Mittwoch – Tag der Anreise, Einstimmen und Vorglühen
Es war 7 Uhr morgens und eine Schlange wie beim Winterschlussverkauf. Dabei öffneten die Tore des Flugplatzes offiziell erst um 12 Uhr. Viele Feierwütige waren allerdings schon Tage vorher angereist, um sich den besten Platz auf dem Campinggelände zu sichern. Eine Stunde früher ging es dann endlich los. Pavillons aufbauen, Bier aufmachen, Musik aufdrehen und erstmal schauen, welche Bekloppten dieses Jahr wieder die Nachbarn sind. Die erste Dose war schneller leer als das erste Auto ausgeladen. Und ehe der Pavillon überhaupt richtig stand, wurde schon angestoßen. Kaum lief man einmal über den Campingplatz, wurde man hier auf einen Kurzen eingeladen, dort auf ein Bier und zwei Zelte weiter gab es schon wieder irgendeinen Grillmeister, der der Meinung war, morgens um elf müsste man unbedingt eine Bratwurst essen. Diskussion zwecklos, geschmeckt hat es trotzdem.

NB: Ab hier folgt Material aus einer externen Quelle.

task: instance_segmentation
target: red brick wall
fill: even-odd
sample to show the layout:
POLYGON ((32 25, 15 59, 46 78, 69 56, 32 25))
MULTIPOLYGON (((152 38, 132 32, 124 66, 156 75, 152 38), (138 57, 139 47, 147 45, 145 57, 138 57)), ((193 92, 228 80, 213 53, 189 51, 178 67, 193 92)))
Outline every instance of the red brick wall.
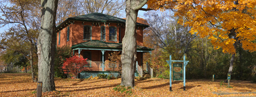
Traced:
MULTIPOLYGON (((123 26, 118 26, 116 23, 110 23, 109 25, 109 23, 106 23, 106 25, 104 23, 101 23, 100 24, 96 24, 94 23, 92 26, 91 22, 84 22, 81 21, 75 21, 74 23, 71 24, 70 26, 70 39, 69 41, 67 41, 67 26, 64 28, 61 31, 61 42, 59 44, 59 32, 57 33, 57 45, 59 47, 61 47, 65 45, 68 45, 72 46, 72 45, 76 44, 79 43, 83 43, 88 41, 88 40, 83 40, 83 26, 88 26, 91 27, 91 40, 101 40, 101 27, 102 26, 105 26, 106 31, 106 40, 103 41, 108 43, 119 43, 119 30, 120 27, 120 33, 121 33, 121 40, 122 40, 122 38, 125 35, 125 27, 123 26), (114 26, 117 28, 117 40, 116 41, 110 41, 109 40, 109 27, 110 26, 114 26)), ((137 45, 143 46, 143 33, 142 27, 139 27, 138 28, 136 29, 137 33, 137 45)))

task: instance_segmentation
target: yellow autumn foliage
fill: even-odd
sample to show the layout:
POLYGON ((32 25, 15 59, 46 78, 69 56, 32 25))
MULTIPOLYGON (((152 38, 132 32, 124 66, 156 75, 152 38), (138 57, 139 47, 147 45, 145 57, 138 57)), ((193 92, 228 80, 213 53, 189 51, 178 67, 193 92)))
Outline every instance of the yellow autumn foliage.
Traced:
POLYGON ((186 16, 190 32, 209 39, 224 53, 235 53, 235 42, 244 50, 256 50, 256 0, 149 0, 148 8, 171 9, 175 15, 186 16))

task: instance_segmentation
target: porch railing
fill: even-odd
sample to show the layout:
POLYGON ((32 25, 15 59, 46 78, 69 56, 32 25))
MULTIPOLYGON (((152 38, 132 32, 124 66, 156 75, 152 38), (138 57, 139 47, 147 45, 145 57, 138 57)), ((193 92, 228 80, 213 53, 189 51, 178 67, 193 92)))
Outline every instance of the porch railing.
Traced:
MULTIPOLYGON (((102 71, 102 62, 87 62, 86 71, 102 71)), ((119 64, 116 63, 104 62, 104 71, 115 71, 118 70, 119 64)))
POLYGON ((139 73, 139 76, 140 76, 141 77, 143 77, 143 71, 142 71, 142 69, 140 68, 140 67, 139 67, 139 66, 138 65, 137 62, 136 62, 136 70, 139 73))
POLYGON ((148 65, 147 62, 146 62, 146 71, 147 71, 147 72, 150 75, 151 78, 153 78, 153 69, 150 68, 149 65, 148 65))

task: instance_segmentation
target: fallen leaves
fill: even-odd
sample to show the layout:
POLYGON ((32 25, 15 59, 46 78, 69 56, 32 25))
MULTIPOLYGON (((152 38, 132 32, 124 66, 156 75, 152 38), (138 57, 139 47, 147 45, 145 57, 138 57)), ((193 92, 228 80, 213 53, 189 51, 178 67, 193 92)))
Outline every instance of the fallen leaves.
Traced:
MULTIPOLYGON (((131 94, 115 91, 121 79, 108 80, 55 78, 56 91, 43 93, 43 97, 234 97, 256 96, 255 93, 218 95, 213 92, 240 93, 256 92, 256 85, 249 81, 230 80, 233 88, 226 88, 227 83, 220 86, 219 80, 187 80, 186 90, 183 83, 172 82, 170 91, 169 79, 151 79, 136 80, 131 94)), ((27 73, 0 74, 0 97, 36 97, 37 83, 27 73)))

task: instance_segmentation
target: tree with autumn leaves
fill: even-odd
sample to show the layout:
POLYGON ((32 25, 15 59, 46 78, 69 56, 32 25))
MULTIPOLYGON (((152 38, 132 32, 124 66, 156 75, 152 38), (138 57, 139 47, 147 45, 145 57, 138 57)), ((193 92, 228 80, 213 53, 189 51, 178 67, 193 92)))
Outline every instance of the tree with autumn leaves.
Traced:
POLYGON ((149 0, 148 8, 169 9, 184 23, 192 26, 190 33, 201 38, 208 37, 215 49, 232 54, 229 73, 233 68, 238 47, 256 51, 256 1, 251 0, 149 0))

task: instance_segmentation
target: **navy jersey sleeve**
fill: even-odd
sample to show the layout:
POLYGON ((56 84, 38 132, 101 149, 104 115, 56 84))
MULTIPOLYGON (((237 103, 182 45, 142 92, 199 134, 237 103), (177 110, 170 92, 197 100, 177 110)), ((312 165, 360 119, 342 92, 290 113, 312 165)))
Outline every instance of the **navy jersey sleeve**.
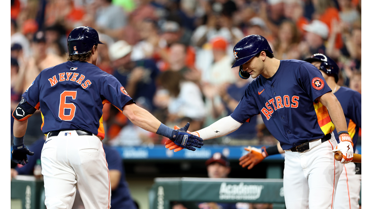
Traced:
POLYGON ((362 127, 362 95, 358 92, 353 92, 353 96, 349 101, 347 112, 351 113, 347 117, 362 127))
POLYGON ((304 62, 300 65, 297 81, 314 101, 322 95, 332 91, 320 71, 309 62, 304 62))
POLYGON ((232 118, 239 122, 244 123, 249 118, 260 114, 256 100, 249 91, 250 86, 250 84, 247 87, 238 105, 230 115, 232 118))
POLYGON ((39 74, 32 83, 26 91, 23 93, 22 96, 23 97, 27 103, 34 107, 36 109, 39 109, 39 94, 40 77, 41 73, 39 74))
POLYGON ((112 75, 105 77, 101 88, 101 95, 122 111, 128 102, 133 100, 120 82, 112 75))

Um 20:15 Uhr öffnete schließlich das Infield. Jetzt wurde es ernst, liebe G.O.N.D Freunde. Unbelehrt durfte den Startschuss zum Jubiläumswochenende liefern und hat das souverän gemeistert. Die ersten Bierbecher flogen und es wurde schon kräftig mitgesungen. Danach folgte The Rock Show, die als Secret Headliner am Mittwochabend gut ablieferte. Den Abschluss machten VIVA und Marcel Hä, bei denen der Platz voll und es ein gebührender Abschluss war für all das, was noch kommt. Auf dem Campingplatz war natürlich noch lange nicht an Schlaf zu denken. Irgendwo lief noch Musik, es wurde weiter gegrölt und irgendwo diskutierten garantiert wieder einige darüber, dass früher sowieso alles besser gewesen sei. Spoiler: war es nicht.

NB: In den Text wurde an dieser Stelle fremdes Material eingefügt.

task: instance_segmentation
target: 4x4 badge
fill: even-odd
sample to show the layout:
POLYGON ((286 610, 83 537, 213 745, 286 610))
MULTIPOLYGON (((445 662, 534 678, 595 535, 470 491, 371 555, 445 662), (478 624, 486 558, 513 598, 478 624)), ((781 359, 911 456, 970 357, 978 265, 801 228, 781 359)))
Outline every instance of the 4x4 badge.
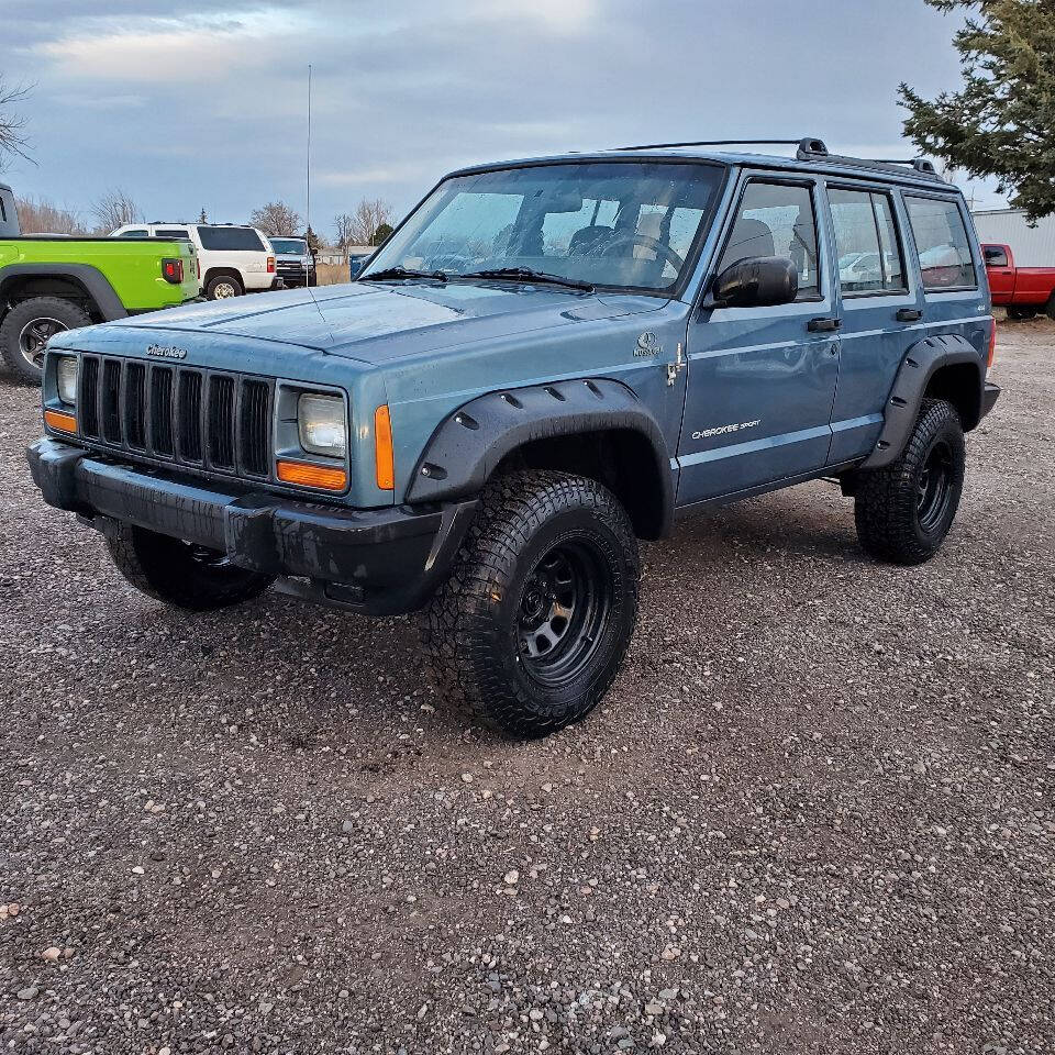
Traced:
POLYGON ((659 355, 663 347, 659 338, 651 331, 646 330, 637 337, 637 347, 634 348, 634 355, 659 355))

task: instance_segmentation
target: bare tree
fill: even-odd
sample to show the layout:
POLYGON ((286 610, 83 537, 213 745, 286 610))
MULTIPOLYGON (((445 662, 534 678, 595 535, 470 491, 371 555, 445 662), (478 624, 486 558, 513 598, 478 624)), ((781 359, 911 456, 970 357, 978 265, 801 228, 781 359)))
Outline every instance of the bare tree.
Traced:
POLYGON ((352 237, 352 229, 355 220, 346 212, 333 218, 333 230, 336 232, 334 245, 344 254, 344 263, 348 263, 348 246, 355 245, 355 238, 352 237))
POLYGON ((392 207, 382 198, 364 198, 347 218, 349 245, 373 245, 378 227, 391 226, 392 207))
POLYGON ((19 222, 26 234, 87 234, 80 216, 47 198, 16 198, 19 222))
POLYGON ((3 167, 3 157, 10 154, 13 157, 23 157, 30 162, 29 140, 25 135, 25 118, 14 113, 11 107, 21 102, 30 93, 24 85, 9 88, 0 75, 0 168, 3 167))
POLYGON ((106 234, 126 223, 136 223, 142 215, 140 207, 120 188, 108 190, 92 202, 91 214, 106 234))
POLYGON ((285 201, 269 201, 254 209, 249 223, 259 227, 269 238, 291 238, 300 234, 300 215, 285 201))

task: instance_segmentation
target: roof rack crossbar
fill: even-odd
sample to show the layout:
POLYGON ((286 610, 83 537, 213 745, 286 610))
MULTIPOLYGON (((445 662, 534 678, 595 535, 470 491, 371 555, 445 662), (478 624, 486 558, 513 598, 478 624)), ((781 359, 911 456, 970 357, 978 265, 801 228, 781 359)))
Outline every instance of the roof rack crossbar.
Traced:
MULTIPOLYGON (((690 143, 642 143, 637 146, 617 146, 617 151, 658 151, 676 146, 800 146, 803 140, 693 140, 690 143)), ((820 140, 810 140, 820 143, 820 140)))
POLYGON ((879 157, 847 157, 842 154, 832 154, 823 140, 806 136, 801 140, 693 140, 687 143, 645 143, 640 146, 618 146, 617 151, 658 151, 679 146, 795 146, 795 156, 800 162, 815 162, 825 159, 833 164, 849 165, 857 168, 881 167, 885 165, 908 165, 921 176, 944 182, 934 163, 925 157, 913 158, 879 158, 879 157))

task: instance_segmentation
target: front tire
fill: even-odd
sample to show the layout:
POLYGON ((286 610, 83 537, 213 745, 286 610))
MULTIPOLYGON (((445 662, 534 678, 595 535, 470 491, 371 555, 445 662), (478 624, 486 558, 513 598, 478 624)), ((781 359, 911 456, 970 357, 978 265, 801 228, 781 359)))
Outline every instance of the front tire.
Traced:
POLYGON ((60 297, 23 300, 0 323, 0 356, 15 377, 40 385, 48 338, 90 325, 87 311, 60 297))
POLYGON ((626 511, 596 480, 500 477, 422 619, 441 692, 512 736, 585 718, 615 678, 637 618, 626 511))
POLYGON ((857 481, 854 520, 862 546, 892 564, 929 560, 959 508, 964 470, 959 415, 945 400, 923 400, 901 457, 857 481))
POLYGON ((175 608, 208 612, 257 597, 273 578, 230 564, 206 546, 124 521, 109 521, 107 548, 118 570, 140 592, 175 608))
POLYGON ((227 300, 230 297, 241 297, 245 292, 242 282, 234 275, 216 275, 209 279, 206 296, 210 300, 227 300))

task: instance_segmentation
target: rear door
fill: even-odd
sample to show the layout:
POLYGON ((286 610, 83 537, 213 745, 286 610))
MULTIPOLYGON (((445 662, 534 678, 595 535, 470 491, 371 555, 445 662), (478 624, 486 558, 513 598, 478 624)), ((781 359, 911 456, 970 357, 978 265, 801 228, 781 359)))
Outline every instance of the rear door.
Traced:
POLYGON ((829 462, 869 453, 887 396, 923 325, 920 286, 906 264, 898 196, 863 180, 825 181, 835 255, 841 351, 829 462))
POLYGON ((799 270, 799 298, 774 308, 692 313, 678 444, 679 504, 825 464, 839 333, 830 238, 819 216, 814 178, 741 176, 713 274, 749 257, 787 257, 799 270))

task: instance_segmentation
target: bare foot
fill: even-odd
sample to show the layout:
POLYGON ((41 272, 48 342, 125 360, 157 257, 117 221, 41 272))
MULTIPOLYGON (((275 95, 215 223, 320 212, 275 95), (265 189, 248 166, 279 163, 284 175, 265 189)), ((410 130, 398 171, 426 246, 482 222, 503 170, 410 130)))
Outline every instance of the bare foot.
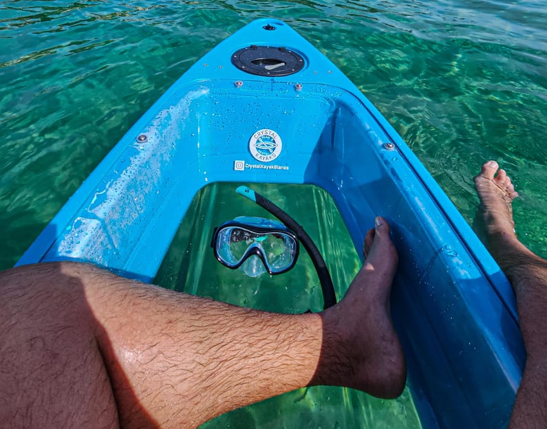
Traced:
MULTIPOLYGON (((389 294, 398 257, 389 226, 376 219, 367 233, 366 259, 340 303, 323 313, 334 327, 339 350, 351 368, 343 386, 379 397, 396 397, 405 388, 407 366, 389 313, 389 294)), ((343 375, 345 375, 343 374, 343 375)))
POLYGON ((489 236, 501 234, 513 239, 516 236, 511 204, 518 193, 505 170, 497 171, 497 168, 495 161, 489 161, 475 177, 475 187, 481 202, 480 213, 489 236))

Donnerstag – jetzt wurde das Jubiläum erst richtig laut
Der erste komplette Festivaltag begann ungefähr so, wie der Mittwoch aufgehört hatte. Einige krochen geschniegelt mit einem Kaffee aus dem Zelt, andere sahen aus, als hätten sie nachts versucht, einen Boxkampf gegen ihren eigenen Pavillon zu gewinnen. Während die einen verzweifelt nach einer Kopfschmerztablette suchten, machten die anderen einfach erst einmal ein Konterbier auf. Und mittendrin im Geschehen, um auch die restlichen aus ihren Zelten zu schmeißen, war das heißbegehrte G.O.N.D Commando.

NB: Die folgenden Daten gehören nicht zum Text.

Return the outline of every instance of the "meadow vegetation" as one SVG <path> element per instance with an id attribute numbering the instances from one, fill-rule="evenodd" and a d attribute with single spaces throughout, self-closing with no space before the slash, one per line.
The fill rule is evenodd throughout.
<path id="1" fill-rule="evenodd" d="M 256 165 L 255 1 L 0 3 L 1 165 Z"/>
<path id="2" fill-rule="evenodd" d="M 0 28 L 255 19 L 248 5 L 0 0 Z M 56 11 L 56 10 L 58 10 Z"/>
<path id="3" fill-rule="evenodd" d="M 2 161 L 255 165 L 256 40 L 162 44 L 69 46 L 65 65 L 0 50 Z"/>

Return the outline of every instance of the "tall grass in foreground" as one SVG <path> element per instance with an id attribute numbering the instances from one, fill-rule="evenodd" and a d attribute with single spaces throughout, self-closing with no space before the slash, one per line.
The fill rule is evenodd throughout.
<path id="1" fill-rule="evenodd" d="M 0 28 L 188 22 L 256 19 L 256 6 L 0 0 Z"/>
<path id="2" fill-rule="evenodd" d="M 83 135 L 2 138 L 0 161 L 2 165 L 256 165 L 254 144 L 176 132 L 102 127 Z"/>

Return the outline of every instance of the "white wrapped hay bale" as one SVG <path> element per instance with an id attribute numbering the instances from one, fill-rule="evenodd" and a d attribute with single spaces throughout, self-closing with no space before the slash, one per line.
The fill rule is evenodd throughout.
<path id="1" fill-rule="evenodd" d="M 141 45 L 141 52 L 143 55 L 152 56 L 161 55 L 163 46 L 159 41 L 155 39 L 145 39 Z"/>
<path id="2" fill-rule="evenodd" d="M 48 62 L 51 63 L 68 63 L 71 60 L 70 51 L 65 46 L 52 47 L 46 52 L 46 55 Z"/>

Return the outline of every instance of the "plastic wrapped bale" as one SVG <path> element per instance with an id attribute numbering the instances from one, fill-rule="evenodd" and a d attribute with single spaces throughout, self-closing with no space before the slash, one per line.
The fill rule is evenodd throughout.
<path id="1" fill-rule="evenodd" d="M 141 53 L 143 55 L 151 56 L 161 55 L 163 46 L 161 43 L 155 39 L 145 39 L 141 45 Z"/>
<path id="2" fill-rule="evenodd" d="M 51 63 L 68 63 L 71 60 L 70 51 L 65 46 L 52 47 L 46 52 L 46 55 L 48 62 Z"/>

Ab 10 Uhr ging es dann musikalisch direkt wieder los. Auf der Campstage eröffnete Grizzly Mafia den Tag und brachte die ersten Zuschauer trotz kurzer Nacht mit Oi! Punk in Bewegung. Der Platz hatte noch Lücken, aber das sollte sich im Laufe des Tages ändern. Danach folgte Resistent, bevor es zur ersten ungeplanten Änderung des Tages kam. Eigentlich hätte D!rekt auf der Bühne stehen sollen. Kurzfristig musste die Band allerdings absagen und kurzerhand sprang Sween ein. Genau das ist der Grund, warum solche spontanen Aktionen ein Festival manchmal noch interessanter machen.

Masse an Musikern und trotzdem Klasse auf der G.O.N.D. 2026
Im weiteren Verlauf ging es Schlag auf Schlag. Hörsturz Moers, mit viel Deutschrock aus dem Niederrhein, Biersturm mit deftigem Punkrock aus Dresden, Egoisten, die die Bühne gerockt haben. Ebenso am Start waren Morgenrot, Chaos Messerschmitt und Leidbild mit einer großen Portion Deutschrock aus Frankfurt. Heilige Dämonen war an diesem Tag die erste Onkelz Cover Band, sie und auch Pro-Pain sorgten dafür, dass auf keiner Bühne lange Ruhe einkehrte. Wer hier vielleicht mal eine kurze Pause machen wollte, hatte sich definitiv das falsche Wochenende ausgesucht. Am Nachmittag wurde es dann für uns ebenfalls ernst. Eizbrand stand auf dem Programm und während die Band die Bühne auf links gedreht hatte, war hinter den Kulissen ebenfalls Vollgas angesagt. Gemeinsam mit dem Team von Vollgas Richtung Rock übernahmen wir die komplette Konzert-Videoabnahme der Band. Feuer, Konfetti und jede Menge Spaß aus allen Richtungen.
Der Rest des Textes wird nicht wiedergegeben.